O governo chinês reagiu. Colocou sob lei marcial as cidades de Hohhot, Tongliao, Chifing e Dongsheng. Talvez temendo a repetição de levantes como os da “primavera árabe”, impediu que a população ocupasse as praças das cidades. Na capital regional Hohot, blindados e policiais isolaram, em 29/5, a Praça Chinggs Khan. Mesmo assim no dia seguinte, houve protesto na cidade: durou apenas uma hora e teve como saldo dezenas de presos. De acordo com um correspondente da Duowei News, dez pessoas foram mortas, enquanto as autoridades dispersavam a multidão.
Houve reforço policial com deslocamento de forças paramilitares de Bautou pra Hohot. Universidades tiveram seus campi ocupados por forças militares. Um professor relatou as instruções que recebeu dos militares: “ordenaram que almoçássemos no campus, e nos proibiram de deixar o trabalho até segunda ordem”. Funcionários do governo sofreram a ameaça de perder o emprego, se participassem de qualquer discussão pública ou protesto. Baatar, um reconhecido ativista mongol e defensor dos direitos humanos, está desaparecido. Em alguns bairros mongóis, os paramilitares foram ordenados a fazer pesquisa de casa em casa em busca de participantes dos protestos.

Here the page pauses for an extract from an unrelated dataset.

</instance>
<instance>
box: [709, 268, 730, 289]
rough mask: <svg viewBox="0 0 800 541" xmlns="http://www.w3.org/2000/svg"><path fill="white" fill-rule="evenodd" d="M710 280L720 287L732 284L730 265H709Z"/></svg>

Criou-se clima de paranóia coletiva. Em Hohot, difundiram-se rumores de que mongóis haviam posto bomba no prédio da estação de TV da Mongólia Interior próximo, a Praça Xinhua. De minuto a minuto, mensagens de textos diziam para os residentes permanecerem em suas casas, pois havia risco de violência. O acesso à internet foi dificultado. A rede social Renren (semelhante ao Facebook) deixou de apresentar resultados referentes a Mongólia Interior.

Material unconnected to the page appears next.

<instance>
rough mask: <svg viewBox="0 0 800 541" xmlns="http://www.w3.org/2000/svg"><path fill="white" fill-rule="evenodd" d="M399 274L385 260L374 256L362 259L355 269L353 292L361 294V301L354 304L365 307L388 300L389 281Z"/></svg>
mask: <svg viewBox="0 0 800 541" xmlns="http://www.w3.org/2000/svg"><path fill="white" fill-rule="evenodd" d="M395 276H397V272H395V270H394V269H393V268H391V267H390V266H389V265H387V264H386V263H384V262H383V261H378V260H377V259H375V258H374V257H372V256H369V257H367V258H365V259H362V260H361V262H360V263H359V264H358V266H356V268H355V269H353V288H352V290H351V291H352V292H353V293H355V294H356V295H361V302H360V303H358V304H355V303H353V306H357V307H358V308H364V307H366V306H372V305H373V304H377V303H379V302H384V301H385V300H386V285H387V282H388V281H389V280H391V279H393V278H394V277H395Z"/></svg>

Habitada por 24 milhões de habitantes, a região faz fronteira com Mongólia e Rússia. É composta fundamentalmente por duas etnias: mongóis (20% da população) e chineses han (que começaram a ocupar a Mongólia Interior no século 18, e hoje são 79%). Mandarim padrão e mongol são as línguas oficiais. Boa parte dos mongóis é nômade e vive da pecuária. Contudo, a intensa iniciativa mineradora está afetando seu modo de vida e provocando êxodo crescente. Semi-desértica, a região é rica em recursos energéticos – especialmente carvão, principal fonte para geração de eletricidade na China. No último ano produziu 782 milhões de toneladas. Deve tornar-se em breve o maior produtor chinês de carvão. Além disso, é o maior produtor mundial de “terras raras” – um conjunto de elementos cada vez mais escassos e indispensáveis a certas atividades industriais sofisticadas
Com receio de que a onda de violência se estenda, a Anistia Internacional pronunciou-se: “As autoridades chinesas devem respeitar a liberdade de expressão e de reunião para protestos”, disse Catherine Baber, vice-diretora para Ásia Pacífico da entidade. Também ponderarou que o histórico chinês no Tibet, em 2008 (ver texto na Biblioteca Diplô), e no Xinjiang, em 2009, são motivos de preocupação, pois causaram a morte de centenas de pessoas.
O governo chinês tentou legitimar a censura aos meios de comunicação local e o bloqueio a internet alegando “exercício de combate ao terrorismo”. As autoridades atribuíram os protestos a forças de hostilidade estrangeira. Consideram que não se deve exagerar sobre os incidentes étnicos.